Tuesday, January 14, 2025

Land Board taken to task over handling of Linchwe’s complaint

The Land Tribunal president, Gaesiti Baruti, has ruled that the Kgatleng Land Board did not act according to law regarding the allocation of land to Bakgatla regent, Mothibe Sello Linchwe.

Linchwe had appealed against the Land Board’s decision allowing the transfer of land at Mmafunditshe to Isaac Monau as well as the drilling of a borehole in the field.

In his judgment, Baruti said that there was nothing in the record to show how the Land Board had dealt with Linchwe’s objection to the transfer of the field and that in the bundle of documents brought to Court by the Land Board, it was interesting to note that various minutes referred to a case between Linchwe and a group called Mmanfuditshe Dam, which he said was irrelevant to the matter before the Court.

Baruti said that the Land Board had seen it fit to put such documents in the files of the present case instead of filing minutes showing how it dealt with the appellant’s objection.

Such minutes, he said, were not available and that the assumption was that the Land Board never dealt with Linchwe’s objection to the field, adding that even if the Land Board did decide on the objection to the transfer of the field, there was no evidence showing that it called the parties involved to give them a proper hearing.

Linchwe, Baruti said, had objected and that he should have been given a hearing.
In 2002, the Kgatleng Sub Land Board considered Isaac Monau’s application for a borehole within a field and his application was recommended for approval.

Then, later, the Kgatleng Land Board considered the Sub Land Board’s recommendation and resolved to approve the allocation of the borehole site to Monau within the field.

Linchwe at that juncture launched a complaint with the Land Board and, at the Land Board’s meeting, considered Linchwe’s objection and resolved to dismiss the objection on grounds that the allocation of a field borehole to Monau was not done outside the field and that, just like in the appeal against the transfer of the field to Monau, Linchwe was not given a hearing while the law states clearly that applications must be put on the public notice board to invite objections.
Baruti said that it was unprocedural not to put the applications on the board and not to listen to those who objected.

If there was a hearing, he said, it was not reflected in the record or documentation and that it was not proved during the hearing.

In conclusion, Baruti said that the Sub Land Board had acted wrongly in that it had failed to comply with Regulation 10 of the Land Board Act when it failed to entertain the objection by Linchwe .

That the Sub Land Board failed to comply with Regulation 11 because it never put the application for the field on the public notice board.
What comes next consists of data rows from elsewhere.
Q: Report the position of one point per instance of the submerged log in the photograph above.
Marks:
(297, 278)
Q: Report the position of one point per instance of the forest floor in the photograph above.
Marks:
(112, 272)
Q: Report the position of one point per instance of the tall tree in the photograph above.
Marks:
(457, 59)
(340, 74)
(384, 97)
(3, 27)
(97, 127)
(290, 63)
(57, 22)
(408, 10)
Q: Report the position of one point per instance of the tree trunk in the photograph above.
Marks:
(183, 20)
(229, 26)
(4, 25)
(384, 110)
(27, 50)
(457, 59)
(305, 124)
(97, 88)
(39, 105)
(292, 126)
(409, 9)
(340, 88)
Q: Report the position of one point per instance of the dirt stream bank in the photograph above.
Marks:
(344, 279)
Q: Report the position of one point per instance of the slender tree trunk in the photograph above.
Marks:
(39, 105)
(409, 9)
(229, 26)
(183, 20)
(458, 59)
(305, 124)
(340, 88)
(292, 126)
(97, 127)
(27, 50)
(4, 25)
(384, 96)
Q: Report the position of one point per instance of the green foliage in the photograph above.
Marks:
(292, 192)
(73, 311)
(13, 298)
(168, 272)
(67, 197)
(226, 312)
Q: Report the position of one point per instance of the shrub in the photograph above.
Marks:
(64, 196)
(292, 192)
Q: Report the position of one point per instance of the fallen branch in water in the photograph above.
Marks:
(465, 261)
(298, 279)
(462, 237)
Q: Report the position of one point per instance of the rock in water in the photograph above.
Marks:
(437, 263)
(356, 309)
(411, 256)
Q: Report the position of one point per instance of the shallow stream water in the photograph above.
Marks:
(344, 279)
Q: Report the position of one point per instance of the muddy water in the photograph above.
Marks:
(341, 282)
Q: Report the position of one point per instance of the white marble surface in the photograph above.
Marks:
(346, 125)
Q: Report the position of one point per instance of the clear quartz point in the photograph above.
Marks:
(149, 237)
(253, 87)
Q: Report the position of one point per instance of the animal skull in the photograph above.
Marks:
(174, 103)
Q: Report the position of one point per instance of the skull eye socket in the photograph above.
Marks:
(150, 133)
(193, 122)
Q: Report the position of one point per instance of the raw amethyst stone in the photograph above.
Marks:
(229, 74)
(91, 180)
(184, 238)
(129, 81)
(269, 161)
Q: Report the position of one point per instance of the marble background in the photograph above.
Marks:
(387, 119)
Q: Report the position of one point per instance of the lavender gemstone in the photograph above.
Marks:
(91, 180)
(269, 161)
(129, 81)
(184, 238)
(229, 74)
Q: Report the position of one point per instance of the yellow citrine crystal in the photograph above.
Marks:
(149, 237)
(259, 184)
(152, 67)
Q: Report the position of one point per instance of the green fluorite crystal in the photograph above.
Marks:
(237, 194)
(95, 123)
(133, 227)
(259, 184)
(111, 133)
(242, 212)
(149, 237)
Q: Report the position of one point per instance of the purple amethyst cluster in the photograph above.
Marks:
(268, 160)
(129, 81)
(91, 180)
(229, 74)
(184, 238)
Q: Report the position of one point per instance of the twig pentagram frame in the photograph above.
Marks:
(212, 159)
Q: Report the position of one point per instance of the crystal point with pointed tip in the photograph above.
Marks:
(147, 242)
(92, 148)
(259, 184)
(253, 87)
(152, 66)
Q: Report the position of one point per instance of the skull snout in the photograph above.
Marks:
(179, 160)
The Land Board, he further said, seemed to have confirmed the actions of the Sub Land Board despite the lack of evidence to address some material questions and that it was, therefore, the view of the Court that the Land Board had decided that the land was a permanent field allocated to Tsutsupe without proof of relevant facts such as who allocated the land to Tsutsupe and whether it was allocated as permanent field or not.

Baruti ruled that the Land Board pay the costs of the case and give all parties a hearing.